A recent study published in November 2012 found that MSK pain is related to vitamin D deficiency, and replacement of vitamin D improved pain. The researchers found that 95.4 percent of the subjects were vitamin D deficient, and 85.5 percent of the subjects had improvement in pain with vitamin D supplementation (2). Of the subjects that responded to the treatment, post-treatment serum vitamin D levels were significantly higher than in the subjects who did not respond to vitamin D supplementation. The study concluded, “Treatment with vitamin D can relieve the pain in majority of the patients with vitamin D deficiency. Lack of response can be due to insufficient increase in serum vitamin D concentration. Reassessment of serum 25-hydroxyvitamin D concentration is recommended in nonresponsive patients.” (2)

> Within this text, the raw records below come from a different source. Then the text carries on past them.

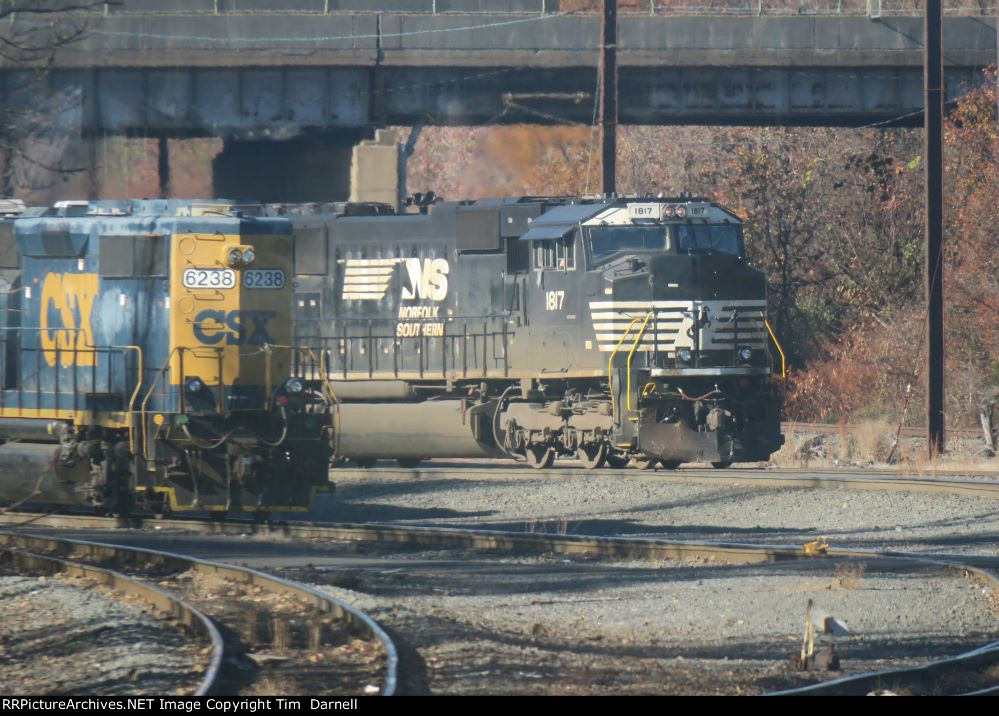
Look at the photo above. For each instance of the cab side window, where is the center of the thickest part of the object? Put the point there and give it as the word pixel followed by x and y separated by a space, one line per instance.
pixel 555 254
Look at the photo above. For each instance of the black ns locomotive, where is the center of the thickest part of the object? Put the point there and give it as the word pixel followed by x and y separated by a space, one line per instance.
pixel 614 330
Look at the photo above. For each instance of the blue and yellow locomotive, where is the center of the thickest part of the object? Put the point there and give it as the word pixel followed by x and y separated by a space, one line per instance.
pixel 146 361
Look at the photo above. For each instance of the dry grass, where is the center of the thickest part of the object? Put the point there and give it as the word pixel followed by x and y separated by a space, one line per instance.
pixel 870 441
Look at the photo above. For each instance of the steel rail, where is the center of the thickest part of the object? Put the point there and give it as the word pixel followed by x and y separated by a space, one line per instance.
pixel 357 619
pixel 622 548
pixel 937 481
pixel 907 431
pixel 165 602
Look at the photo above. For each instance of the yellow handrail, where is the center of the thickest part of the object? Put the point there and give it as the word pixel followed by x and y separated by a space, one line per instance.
pixel 631 354
pixel 610 367
pixel 145 402
pixel 783 359
pixel 131 402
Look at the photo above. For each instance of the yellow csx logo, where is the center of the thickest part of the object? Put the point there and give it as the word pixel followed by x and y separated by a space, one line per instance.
pixel 236 328
pixel 67 302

This study confirms the results of a number of other studies that have found the same results (3, 4, 5). The studies found that vitamin D deficiency may be responsible for generalized, non-specific pain especially if it is resistant to manual and conventional treatments. A possible mechanism of why suboptimal levels of vitamin D can cause pain is that there is a reduction in serum calcium since vitamin D is responsible for its absorption from the digestive tract. This in turn stimulates the increase of parathyroid hormone which promotes the excretion of phosphate. Low levels of calcium phosphate lead to the deposition of un-mineralized collagen matrix on bony surfaces. When the collagen matrix hydrates and swells then it causes pain by stimulating nervous endings on the periosteum (5).

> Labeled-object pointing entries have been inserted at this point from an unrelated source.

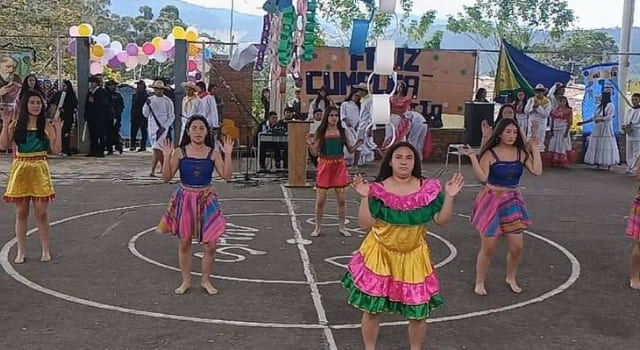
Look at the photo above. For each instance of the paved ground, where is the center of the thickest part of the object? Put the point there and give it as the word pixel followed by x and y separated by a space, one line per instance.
pixel 110 283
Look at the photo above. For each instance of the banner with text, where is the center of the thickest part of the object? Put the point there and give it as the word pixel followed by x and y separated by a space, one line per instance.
pixel 432 76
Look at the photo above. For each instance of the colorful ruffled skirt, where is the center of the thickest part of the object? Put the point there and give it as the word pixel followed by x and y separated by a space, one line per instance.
pixel 499 212
pixel 193 215
pixel 633 224
pixel 332 173
pixel 29 178
pixel 392 272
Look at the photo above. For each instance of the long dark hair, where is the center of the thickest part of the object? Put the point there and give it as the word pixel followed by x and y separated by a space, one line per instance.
pixel 385 165
pixel 404 89
pixel 185 137
pixel 20 134
pixel 316 101
pixel 25 86
pixel 324 124
pixel 497 132
pixel 605 100
pixel 501 112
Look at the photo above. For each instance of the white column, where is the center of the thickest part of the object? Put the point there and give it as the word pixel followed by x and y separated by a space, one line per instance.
pixel 623 60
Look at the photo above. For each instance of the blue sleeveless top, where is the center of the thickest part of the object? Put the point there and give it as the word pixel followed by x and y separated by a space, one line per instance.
pixel 505 174
pixel 196 172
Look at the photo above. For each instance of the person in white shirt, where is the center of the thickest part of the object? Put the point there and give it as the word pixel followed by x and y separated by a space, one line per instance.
pixel 631 128
pixel 191 105
pixel 350 118
pixel 160 114
pixel 538 108
pixel 602 149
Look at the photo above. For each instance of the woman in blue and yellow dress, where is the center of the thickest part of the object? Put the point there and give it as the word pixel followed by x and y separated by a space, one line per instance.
pixel 29 177
pixel 328 145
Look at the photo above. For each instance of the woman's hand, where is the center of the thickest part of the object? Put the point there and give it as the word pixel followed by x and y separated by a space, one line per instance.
pixel 227 145
pixel 454 185
pixel 167 148
pixel 468 151
pixel 361 186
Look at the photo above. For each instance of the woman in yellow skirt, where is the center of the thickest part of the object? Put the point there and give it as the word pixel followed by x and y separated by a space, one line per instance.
pixel 29 178
pixel 392 270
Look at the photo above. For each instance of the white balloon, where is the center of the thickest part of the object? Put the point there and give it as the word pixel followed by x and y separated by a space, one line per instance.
pixel 116 46
pixel 143 59
pixel 132 61
pixel 160 56
pixel 103 39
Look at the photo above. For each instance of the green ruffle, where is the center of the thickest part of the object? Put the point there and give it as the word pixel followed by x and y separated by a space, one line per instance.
pixel 413 217
pixel 376 305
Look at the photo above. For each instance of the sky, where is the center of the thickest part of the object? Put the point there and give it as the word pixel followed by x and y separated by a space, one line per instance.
pixel 590 13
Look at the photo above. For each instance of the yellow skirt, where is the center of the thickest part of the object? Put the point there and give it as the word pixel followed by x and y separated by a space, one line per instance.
pixel 30 178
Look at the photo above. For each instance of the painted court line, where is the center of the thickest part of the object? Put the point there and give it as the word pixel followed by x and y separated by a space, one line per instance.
pixel 308 271
pixel 8 268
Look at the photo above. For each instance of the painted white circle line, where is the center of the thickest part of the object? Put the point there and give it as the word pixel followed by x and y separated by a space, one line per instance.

Due to the large proportion of the population that experience both chronic pain and vitamin deficiency it would be prudent that healthcare practitioners and patients consider vitamin D levels a possible key-contributing factor. This may be especially useful in clinical settings such as pain clinics and chiropractic offices where there is a larger volume of [back] pain related cases.
The most recent data suggests that less than 50 nmol/L of serum vitamin D is a deficient state. The optimal levels are 100-160nmol/L. The most effective and accurate way to determine what dosage is required to reach optimal levels is to have your serum 25-hydroxyvitamin D assessed. The most recent guidelines from the American Endocrine Society suggest that 500-2000IU daily are effective to maintain adequate levels. For those that are deficient, 50,000 IU once a week for 8 weeks or 6000 IU daily to achieve a blood level of vitamin D above 75 nmol/L is most effective and safe (6). Doses of 2000 IU or less are not able to effectively raise serum levels into the protective range.
Vitamin D can be a simple yet very effective therapy for chronic, non-specific pain if you are deficient. To determine if is may be contributing to your pain, have a qualified healthcare practitioner assess your serum levels and supplement appropriately to restore your optimal levels. Consider liquid formulations to increase the ease of achieving higher dosages. In medicine, sometimes the simplest piece is often the most important. Vitamin D once again forces us to go back to the basics in the quest to achieve pain free function.
1) Andersson HI, Ejlertsson G, Leden I, Rosenberg C. Chronic pain in a geographically defined general population: studies of differences in age, gender, social class, and pain localization. Clin J Pain. 1993;9(3):174-82
2) Abbasi M, et al. Is vitamin D deficiency associated with non specific musculoskeletal pain? Glob J Health Sci. 2012;1:107-11.
3) Plotnikoff GA, Quigley JM. Prevalence of severe hypovitaminosis D in patients with persistent, nonspecific musculoskeletal pain.Mayo Clin Proc. 2003 Dec;78(12):1463-70.
4) Al Faraj S, Al Mutairi K. Vitamin D deficiency and chronic low back pain in Saudi Arabia. Spine (Phila Pa 1976). 2003 Jan 15;28(2):177-9.
5) Holick MF. Vitamin D deficiency: what a pain it is. Mayo Clin Proc. 2003 Dec;78(12):1457-9.
6) Holick et al. Endocrine Society. Evaluation, treatment, and prevention of vitamin D deficiency: an Endocrine Society clinical practice guideline. J Clin Endocrinol Metab. 2011 Jul;96(7):1911-30.